Si bien no esconde su jugueteo con el ideal platónico de adolescente atormentado —carencia afectiva, contexto social desfavorable, magnetismo en la mirada—, tampoco rechaza adentrarse en el fuero interno de un personaje perfectamente acotado por Max Records; John Cleaver vive el mundo del asesinato en serie —aunque su elemento predilecto tiene más que ver con el modus operandi— desde la fascinación, pero se niega a seguir sus impulsos psicopáticos. Sin embargo, encaminados hacia el segundo acto, después de presenciar lo que parecía el inicio de un festival irónico entorno a su protagonista, la película sufre un coitus interruptus para devenir en un relato de ciencia-ficción autoconsciente de su propio carácter. Carente de contundencia. La lucha interna del personaje es un pretexto para la acción. Ya no es un joven contra el mundo, sino contra la proyección de sí mismo en un alienígena homicida, oculto en el cuerpo de un amable octogenario. En ese aspecto, capta la idea de Neill Blomkamp en Distrito 9: la convivencia entre la humanidad y lo extraterrestre, entre la costumbre establecida y la ruptura del canon social.

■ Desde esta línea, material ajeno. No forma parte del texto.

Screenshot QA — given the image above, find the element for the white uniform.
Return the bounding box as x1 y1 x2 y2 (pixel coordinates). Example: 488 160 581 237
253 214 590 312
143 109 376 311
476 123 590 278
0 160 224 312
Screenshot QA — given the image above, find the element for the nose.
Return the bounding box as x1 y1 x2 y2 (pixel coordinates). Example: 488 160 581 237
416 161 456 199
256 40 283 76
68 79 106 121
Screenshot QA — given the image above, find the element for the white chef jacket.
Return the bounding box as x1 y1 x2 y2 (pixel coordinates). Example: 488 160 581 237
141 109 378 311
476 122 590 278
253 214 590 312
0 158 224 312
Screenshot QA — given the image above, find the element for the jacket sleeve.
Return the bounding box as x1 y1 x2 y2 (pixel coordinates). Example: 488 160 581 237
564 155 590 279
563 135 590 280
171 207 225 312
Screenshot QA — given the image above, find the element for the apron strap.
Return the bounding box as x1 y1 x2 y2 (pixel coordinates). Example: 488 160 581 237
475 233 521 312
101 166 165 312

Y he aquí un desvío de lo que parecían los albores de un serie B bien estructurado: O'Brien tiene un gran sentido del ritmo, al que complementa con aptitud de esteta en el diseño de los planos, en el contraste de colores, atmósferas y psicologías; en una caída libre hacia la muerte —precipitada en uno, premeditada en el otro— ambos se agarran al único saliente del que disponen: su familia. Mientras el joven tiene a su madre como parapeto para impedir que se desate su incontrolable psicosis, el anciano se excusa en el amor que profesa a su amada para perpetrar crímenes y absorber vidas. Quizá como un acercamiento a lo que todo ser humano con miedo, y cegado por el corazón, anhela: la vida eterna, el perpetuo acompañamiento al compañero de viaje hasta que este, cansado de bailar, decide abandonar el mundo en cuerpo y alma. Quizá como subtexto narrativo para no destruir el clima creado a golpe de elementos desestabilizadores —neblina, jadeos, sombras — que se resumen en un solo objetivo: crear tensión.